Humor Through Tears
Christmas 1994 was not the best Christmas my family has ever celebrated. Ten days before our Mother had passed away after being in the hospital for two months. It was a very trying time for our family, losing someone that close to us was a new experience. Each of us my two sisters and my brother had our own relationship with our Mom. However one thing she taught us all growing up is never to lose your sense of humor. This is something my sister Valerie takes literally to this day. I tend to be the more serious one in the family, I have never been all that great at pulling pranks or just doing something funny, Valerie and my brother for that matter have a knack for it. As my Mom put it one time looking at a picture of the two of them, my brother Ty sitting on a couch holding Valerie in his lap, “there they are the two comedians.”
I should not have been surprised at what my sister had done the week of our Mother’s passing, but I am grateful for it because when I am really missing her I remember this incident and it always brings a smile to my face, usually through tears but a smile.
Before my Mom had even went into the hospital, her and my Dad wanted to help David my husband and I get a new toilet for our main bathroom. My Dad used to do plumbing so with some help he could put it in. Not that we couldn’t afford to have it done, but this was their way of giving us something we needed for all that we did for them. After Mom went in the hospital and one thing led to another we all forgot about it. Except my Dad, he was determined to do this. He had seen an ad in the paper where a local home improvement store was having a sale on toilets and decided since all the family was around this chore could get done.

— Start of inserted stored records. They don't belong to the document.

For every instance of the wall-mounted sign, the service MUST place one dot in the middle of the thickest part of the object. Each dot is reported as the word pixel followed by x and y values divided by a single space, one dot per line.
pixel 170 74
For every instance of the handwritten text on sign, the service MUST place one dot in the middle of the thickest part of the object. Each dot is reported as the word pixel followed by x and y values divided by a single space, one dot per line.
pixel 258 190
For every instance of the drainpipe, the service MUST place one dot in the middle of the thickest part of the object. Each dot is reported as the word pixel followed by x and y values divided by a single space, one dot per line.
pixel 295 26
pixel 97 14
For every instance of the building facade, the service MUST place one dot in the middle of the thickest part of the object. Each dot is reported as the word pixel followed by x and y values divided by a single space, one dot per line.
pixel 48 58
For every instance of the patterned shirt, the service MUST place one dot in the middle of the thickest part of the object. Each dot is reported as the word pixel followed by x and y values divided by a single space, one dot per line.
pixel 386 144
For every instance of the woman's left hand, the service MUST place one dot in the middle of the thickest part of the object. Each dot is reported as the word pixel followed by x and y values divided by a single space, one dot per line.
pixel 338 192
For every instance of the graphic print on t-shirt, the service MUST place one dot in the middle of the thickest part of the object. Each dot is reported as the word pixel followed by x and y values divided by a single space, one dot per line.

My sister Valerie and her husband Patrick had flown in from Texas, for probably the third of fourth time since Mom had been in the hospital. Ty, my brother and David had taken time off work. Phyllis my younger sister and I were both at work. In between working we were all visiting Mom when the hospital would allow. She was in intensive care and on a ventilator.

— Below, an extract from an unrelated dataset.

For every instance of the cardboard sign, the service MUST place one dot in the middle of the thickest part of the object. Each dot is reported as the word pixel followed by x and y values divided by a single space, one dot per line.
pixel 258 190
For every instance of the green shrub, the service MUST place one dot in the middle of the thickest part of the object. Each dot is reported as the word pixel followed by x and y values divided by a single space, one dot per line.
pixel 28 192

I think all of us were trying to do what my Dad wanted because we knew this was his way of coping with Mom dying. Somehow he bought this toilet and convinced David, Ty and Patrick that with him giving instructions they could take the old one out and put the new one in. Due to a surgery he had the previous August he could not lift so he needed their help.

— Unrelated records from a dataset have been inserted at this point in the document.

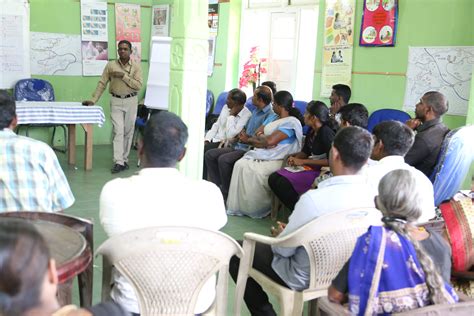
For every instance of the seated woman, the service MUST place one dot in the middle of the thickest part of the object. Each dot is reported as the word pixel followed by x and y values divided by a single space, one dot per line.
pixel 392 268
pixel 289 183
pixel 249 193
pixel 28 278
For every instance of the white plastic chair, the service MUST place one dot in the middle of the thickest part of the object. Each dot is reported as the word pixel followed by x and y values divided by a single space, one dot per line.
pixel 329 241
pixel 168 266
pixel 466 308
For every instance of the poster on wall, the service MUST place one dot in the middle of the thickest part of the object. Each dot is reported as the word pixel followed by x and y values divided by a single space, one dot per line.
pixel 213 18
pixel 211 55
pixel 127 27
pixel 160 20
pixel 14 43
pixel 379 23
pixel 337 45
pixel 94 21
pixel 94 35
pixel 447 69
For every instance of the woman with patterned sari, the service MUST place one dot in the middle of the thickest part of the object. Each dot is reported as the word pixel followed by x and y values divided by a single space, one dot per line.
pixel 392 268
pixel 249 193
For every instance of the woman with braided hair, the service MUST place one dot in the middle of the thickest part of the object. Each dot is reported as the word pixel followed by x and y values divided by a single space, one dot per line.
pixel 392 268
pixel 28 277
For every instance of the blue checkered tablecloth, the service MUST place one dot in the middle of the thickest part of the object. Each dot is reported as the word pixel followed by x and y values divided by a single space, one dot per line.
pixel 58 113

While I was at work I would make phone calls when I could and Valerie would give me updates about Mom at the hospital and how replacing the toilet was going. As I stated this was the holiday season and decorations were up in all neighborhoods. Valerie mentioned that in Texas and in the Midwest a lot of people use their old toilets for planters. “Don’t even think about it”. I replied to this information. Besides being the more serious one I tend to be very conservative in my décor. I went back to work.
I didn’t work far from home; therefore my family knew when I would be arriving. I was really happy when I turned the corner on to my cul de sac that besides us none of our neighbors had put up Christmas lights yet and it was dark except for one street light.
What I saw at first brought the reaction “I am going to kill her” then I could very clearly hear my Mom say “Never lose your sense of humor”
There at the end of my entryway on the left side of my garage door, was our old toilet with a poinsettia in it. What could I do but laugh and it was what I needed, what we all needed. I have never been able to look at a poinsettia in the same way since.